El sueño lo mantuvo lúcido. Quería volver, poner un “negocito”, estudiar leyes como tanto quiso. Casarse con la vecina que en cartas le decía que lo esperaba, pero que mientras tanto la ayudara a pagar su universidad, las recetas de la madre enferma, el accidente de un tío, el quince de la sobrina, el viaje a Arica para traer mercadería. Gastos que descontaba él de sus comidas; en lugar de dos latas de comida de gato, que untada en pan no sabe tan mal, una, para el bien de la amada y la construcción del futuro. Un novelón.
Volvió. Entonces ella no estaba. Dizque asuntos de salud de la supuesta suegra en Buenos Aires. Escribió que llegaba, que traía ahorros, plata como nunca antes vieron. Bajaba la cabeza y se olía los camarones, ya pegados a su piel para siempre, engrapados con su alma.
Mientras esperó el retorno de la muchacha se matriculó en San Simón, Derecho. Un mes, dos meses. Sintió el desdén. Auguro que era complejo suyo porque se obsesionó con que hedía. Despliegue sabatino en la Cancha buscando piedras pómez que podrían rasparle el estigma de los camarones. No era el trabajo, en sí, vergüenza de él. El olor…
Jamás instaló el “negocito”. Puras trabas, firmas, documentos, papeles, que el licenciado o el curaka, que espere su turno. Qué ha cambiado acá, se preguntó. En la televisión, Evo Morales sonreía agitando su manita regordeta ante la indiferencia de unas potosinas vestidas de negro que mandaban a sus vástagos detrás de los transeúntes por limosna.
Ella nunca volvió. Le avisaron que Buenos Aires no existía. Que vivía en El Alto con un avezado mercader aymara. Esta ya no es mi tierra. Nada tengo que hacer aquí. Para entonces no asistía más a las clases de Derecho Natural, obsecuentes arcaísmos.
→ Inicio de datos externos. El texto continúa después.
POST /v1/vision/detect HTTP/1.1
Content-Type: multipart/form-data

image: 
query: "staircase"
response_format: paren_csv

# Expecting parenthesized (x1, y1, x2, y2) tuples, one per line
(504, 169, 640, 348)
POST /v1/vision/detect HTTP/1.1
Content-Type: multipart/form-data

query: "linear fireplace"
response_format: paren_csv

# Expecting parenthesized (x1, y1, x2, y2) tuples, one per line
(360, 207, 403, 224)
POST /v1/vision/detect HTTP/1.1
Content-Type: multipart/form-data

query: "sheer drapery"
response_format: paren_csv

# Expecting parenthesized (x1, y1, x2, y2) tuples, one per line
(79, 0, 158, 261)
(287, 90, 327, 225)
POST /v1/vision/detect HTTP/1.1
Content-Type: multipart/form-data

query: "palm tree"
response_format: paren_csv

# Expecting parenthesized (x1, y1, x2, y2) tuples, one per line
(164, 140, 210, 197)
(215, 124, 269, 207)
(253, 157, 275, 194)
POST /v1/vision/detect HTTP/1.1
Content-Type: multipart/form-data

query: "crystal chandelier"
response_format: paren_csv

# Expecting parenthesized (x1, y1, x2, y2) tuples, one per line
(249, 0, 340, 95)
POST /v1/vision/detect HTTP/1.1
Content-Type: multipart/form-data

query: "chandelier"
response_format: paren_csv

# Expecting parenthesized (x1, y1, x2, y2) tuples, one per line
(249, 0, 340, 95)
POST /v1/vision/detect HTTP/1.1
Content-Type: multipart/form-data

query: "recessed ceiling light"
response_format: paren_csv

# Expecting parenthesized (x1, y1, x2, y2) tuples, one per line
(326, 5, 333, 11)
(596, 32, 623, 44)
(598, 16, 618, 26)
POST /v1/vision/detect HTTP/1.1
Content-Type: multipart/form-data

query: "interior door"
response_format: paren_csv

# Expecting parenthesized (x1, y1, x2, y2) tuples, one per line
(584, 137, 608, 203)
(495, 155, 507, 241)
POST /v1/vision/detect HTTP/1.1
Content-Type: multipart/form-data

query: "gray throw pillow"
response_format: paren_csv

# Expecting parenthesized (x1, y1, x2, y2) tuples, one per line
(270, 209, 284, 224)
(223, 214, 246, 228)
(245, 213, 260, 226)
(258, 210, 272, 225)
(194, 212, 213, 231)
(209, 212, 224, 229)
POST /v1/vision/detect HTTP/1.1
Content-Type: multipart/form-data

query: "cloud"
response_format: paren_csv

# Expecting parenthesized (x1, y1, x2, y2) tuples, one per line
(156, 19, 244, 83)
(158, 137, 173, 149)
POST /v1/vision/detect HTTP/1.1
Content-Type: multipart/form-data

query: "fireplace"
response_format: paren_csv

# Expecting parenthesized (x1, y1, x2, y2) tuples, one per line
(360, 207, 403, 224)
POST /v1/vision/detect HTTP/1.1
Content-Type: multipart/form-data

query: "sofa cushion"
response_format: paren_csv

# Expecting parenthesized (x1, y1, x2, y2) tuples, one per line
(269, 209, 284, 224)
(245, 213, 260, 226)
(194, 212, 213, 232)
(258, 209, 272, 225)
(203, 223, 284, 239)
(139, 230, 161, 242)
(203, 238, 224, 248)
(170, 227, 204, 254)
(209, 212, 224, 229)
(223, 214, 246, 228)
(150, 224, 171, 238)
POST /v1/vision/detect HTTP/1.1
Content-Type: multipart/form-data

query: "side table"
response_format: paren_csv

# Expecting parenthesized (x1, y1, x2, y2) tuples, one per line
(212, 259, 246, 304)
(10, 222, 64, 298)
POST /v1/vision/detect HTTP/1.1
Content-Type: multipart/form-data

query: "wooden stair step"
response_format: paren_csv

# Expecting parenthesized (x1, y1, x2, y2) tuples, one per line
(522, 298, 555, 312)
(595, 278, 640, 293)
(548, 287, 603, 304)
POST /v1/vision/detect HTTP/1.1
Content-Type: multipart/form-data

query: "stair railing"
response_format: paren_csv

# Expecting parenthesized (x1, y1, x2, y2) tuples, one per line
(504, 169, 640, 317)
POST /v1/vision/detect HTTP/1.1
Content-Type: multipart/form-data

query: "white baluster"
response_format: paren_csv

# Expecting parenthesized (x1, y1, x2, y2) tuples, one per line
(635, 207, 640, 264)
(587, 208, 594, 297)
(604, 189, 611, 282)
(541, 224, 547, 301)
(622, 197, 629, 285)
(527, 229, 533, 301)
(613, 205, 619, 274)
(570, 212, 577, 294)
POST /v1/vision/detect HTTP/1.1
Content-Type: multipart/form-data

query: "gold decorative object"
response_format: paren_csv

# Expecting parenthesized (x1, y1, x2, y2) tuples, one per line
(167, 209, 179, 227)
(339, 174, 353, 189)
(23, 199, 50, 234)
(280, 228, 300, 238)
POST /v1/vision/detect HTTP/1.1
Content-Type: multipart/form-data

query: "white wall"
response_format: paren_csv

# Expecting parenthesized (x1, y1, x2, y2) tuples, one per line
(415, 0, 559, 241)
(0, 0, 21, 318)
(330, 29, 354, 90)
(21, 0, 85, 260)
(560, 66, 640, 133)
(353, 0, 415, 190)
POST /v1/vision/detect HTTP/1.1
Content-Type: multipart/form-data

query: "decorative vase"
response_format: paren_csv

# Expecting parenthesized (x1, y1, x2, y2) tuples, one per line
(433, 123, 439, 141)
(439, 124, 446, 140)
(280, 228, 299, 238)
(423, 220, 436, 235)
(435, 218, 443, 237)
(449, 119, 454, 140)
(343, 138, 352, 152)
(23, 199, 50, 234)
Fernando Morales tomó un avión. Descendió en Miami y se subió a otro hasta la capital. En su antiguo trabajo le dieron menos horas. EUA nunca sería la misma después del once de septiembre. Lo sabemos, nos dijimos por teléfono, mientras entre otras cosas relataba que se había comprado un juego de cuchillos japoneses con filo tal que un tajo en el vientre de un camarón ni se notaba. Cocino ahora unos al vapor. Viene una amiga, camaronera también. Guatemalteca.